Hybrid Generator/Function in Python

Is is possible in Python to have a generator that yields values in a loop be alternatively called as a normal function where the final value of that loop is returned? I tried setting a flag as argument and then choose to yield or return depending on that flag. But the mere existence of the keyword yield in a function transforms it automatically into a generator and Python complains that there was a return statement in a generator.

Here an example of such a function:

def function(generator=True):
    a = 0
    for i in range(10):
        a = i
        if generator:
            yield a
    if not generator:
        return a

Such a function would be useful for me when in some cases I just need the final result (eg. using it as residual function for optimization) while in other cases I need the incremental results after each iteration (for example using a differential model for a robot, updating the robot's pose with each new velocity command). For now I am having two functions where one has the yield and the other has the return. So is it possible to combine those two?

Upvotes: 0

Views: 318

Answers (2)

dfranca
dfranca

Reputation: 5322

it's still a generator, even calling return.

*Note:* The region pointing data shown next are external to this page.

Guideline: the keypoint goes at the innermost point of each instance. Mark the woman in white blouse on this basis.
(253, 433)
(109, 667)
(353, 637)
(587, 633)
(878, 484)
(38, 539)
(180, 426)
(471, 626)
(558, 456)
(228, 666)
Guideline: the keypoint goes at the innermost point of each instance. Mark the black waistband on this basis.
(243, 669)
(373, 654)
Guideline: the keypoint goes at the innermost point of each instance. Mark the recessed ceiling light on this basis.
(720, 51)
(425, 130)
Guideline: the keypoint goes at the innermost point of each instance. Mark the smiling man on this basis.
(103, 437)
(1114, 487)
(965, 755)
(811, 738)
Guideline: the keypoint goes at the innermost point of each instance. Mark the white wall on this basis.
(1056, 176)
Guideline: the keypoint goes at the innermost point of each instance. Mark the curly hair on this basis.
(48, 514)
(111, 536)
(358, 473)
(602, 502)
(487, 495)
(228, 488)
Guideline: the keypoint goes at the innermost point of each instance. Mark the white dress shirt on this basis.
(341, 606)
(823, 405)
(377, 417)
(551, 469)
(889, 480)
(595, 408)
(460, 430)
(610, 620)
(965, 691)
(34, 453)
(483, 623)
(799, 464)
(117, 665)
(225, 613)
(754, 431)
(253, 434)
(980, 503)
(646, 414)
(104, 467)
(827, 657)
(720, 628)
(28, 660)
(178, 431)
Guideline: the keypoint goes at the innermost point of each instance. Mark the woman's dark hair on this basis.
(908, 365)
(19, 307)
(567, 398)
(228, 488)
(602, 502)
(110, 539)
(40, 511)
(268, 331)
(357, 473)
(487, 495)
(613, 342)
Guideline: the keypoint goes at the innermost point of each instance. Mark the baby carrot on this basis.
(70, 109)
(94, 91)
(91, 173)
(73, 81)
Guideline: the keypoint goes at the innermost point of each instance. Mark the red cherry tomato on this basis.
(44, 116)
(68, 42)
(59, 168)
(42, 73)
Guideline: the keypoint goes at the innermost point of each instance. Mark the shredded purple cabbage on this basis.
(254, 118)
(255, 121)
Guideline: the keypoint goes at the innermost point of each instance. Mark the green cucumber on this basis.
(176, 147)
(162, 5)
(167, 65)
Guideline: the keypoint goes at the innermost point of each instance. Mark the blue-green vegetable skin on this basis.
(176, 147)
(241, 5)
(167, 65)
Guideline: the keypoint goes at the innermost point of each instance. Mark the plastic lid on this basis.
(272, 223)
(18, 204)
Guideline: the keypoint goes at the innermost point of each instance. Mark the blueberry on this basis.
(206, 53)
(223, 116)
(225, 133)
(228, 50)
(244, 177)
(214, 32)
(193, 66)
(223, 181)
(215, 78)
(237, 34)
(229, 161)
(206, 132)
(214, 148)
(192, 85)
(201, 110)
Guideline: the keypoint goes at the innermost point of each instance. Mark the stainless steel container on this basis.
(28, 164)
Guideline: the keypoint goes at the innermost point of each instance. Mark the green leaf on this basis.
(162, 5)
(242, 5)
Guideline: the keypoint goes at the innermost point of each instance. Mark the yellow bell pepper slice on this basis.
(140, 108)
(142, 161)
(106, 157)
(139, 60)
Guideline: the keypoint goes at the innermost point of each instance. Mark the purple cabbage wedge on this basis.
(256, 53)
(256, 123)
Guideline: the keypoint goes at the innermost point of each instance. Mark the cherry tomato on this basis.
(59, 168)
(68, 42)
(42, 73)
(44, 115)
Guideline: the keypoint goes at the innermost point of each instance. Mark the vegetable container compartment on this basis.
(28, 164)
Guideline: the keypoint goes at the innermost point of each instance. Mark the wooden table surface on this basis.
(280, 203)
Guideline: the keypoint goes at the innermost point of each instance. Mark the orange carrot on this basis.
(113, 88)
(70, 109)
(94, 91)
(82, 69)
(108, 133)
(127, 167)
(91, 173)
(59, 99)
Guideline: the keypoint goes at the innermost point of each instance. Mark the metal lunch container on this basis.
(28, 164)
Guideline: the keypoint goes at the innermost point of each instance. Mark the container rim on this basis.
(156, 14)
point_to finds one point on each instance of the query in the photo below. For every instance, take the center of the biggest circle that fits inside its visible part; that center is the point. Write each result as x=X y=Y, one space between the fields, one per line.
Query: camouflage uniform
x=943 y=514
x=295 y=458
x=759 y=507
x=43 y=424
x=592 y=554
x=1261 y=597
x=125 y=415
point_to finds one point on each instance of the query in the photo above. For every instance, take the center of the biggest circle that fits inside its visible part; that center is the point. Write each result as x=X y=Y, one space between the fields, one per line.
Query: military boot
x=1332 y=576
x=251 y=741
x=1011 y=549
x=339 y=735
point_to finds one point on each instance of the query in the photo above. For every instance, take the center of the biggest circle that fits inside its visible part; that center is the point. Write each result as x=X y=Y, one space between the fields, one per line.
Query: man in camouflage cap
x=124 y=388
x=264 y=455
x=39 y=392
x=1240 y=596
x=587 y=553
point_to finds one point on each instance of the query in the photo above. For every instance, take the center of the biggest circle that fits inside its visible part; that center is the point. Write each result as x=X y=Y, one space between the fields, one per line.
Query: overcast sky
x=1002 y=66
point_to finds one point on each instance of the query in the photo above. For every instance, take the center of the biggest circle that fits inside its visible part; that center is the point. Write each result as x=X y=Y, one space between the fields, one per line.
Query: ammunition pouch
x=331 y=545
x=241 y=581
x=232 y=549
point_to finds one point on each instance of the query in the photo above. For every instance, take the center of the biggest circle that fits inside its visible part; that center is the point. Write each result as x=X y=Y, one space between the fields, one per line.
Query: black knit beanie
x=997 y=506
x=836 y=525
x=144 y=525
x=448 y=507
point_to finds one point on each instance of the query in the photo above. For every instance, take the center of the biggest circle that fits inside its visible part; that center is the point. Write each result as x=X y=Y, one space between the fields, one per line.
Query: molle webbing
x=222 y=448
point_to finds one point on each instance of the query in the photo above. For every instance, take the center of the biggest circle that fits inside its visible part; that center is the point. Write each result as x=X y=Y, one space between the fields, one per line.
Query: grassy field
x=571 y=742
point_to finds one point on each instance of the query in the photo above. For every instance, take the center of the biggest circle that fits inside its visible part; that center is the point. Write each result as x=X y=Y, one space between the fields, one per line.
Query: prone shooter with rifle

I'd to not mix both generator/regular function anyway.

You can wrap something on top of the iterator, in case you need to loop through the results anyway.

A simple code that could do what you want:

last = None
for last in function(): pass

Now last holds the value you want and you can use it on your code.

The return inside a generator was added to Python 3.3 And it's equivalent to StopIteration(value)

return expr in a generator causes StopIteration(expr) to be raised upon exit from the generator.

In a generator, the statement

return value is semantically equivalent to

raise StopIteration(value) except that, as currently, the exception cannot be caught by except clauses within the returning generator.

Upvotes: 1

TigerhawkT3
TigerhawkT3

Reputation: 49330

You'll still have to iterate over it to get its single value, but you can use yield again instead of return to accomplish this.

>>> def function(generator=True):
...     a = 0
...     for i in range(10):
...         a = i
...         if generator:
...             yield a
...     if not generator:
...         yield a
...
>>> a = function()
>>> print(*a)
0 1 2 3 4 5 6 7 8 9
>>> a = function(0)
>>> print(a)
<generator object function at 0x0000000001603240>
>>> print(*a)
9
>>> a = function(0)

Note that having return inside a generator is a SyntaxError in Python 2, but not Python 3. Replacing the return with yield produces the same result in 2 and 3.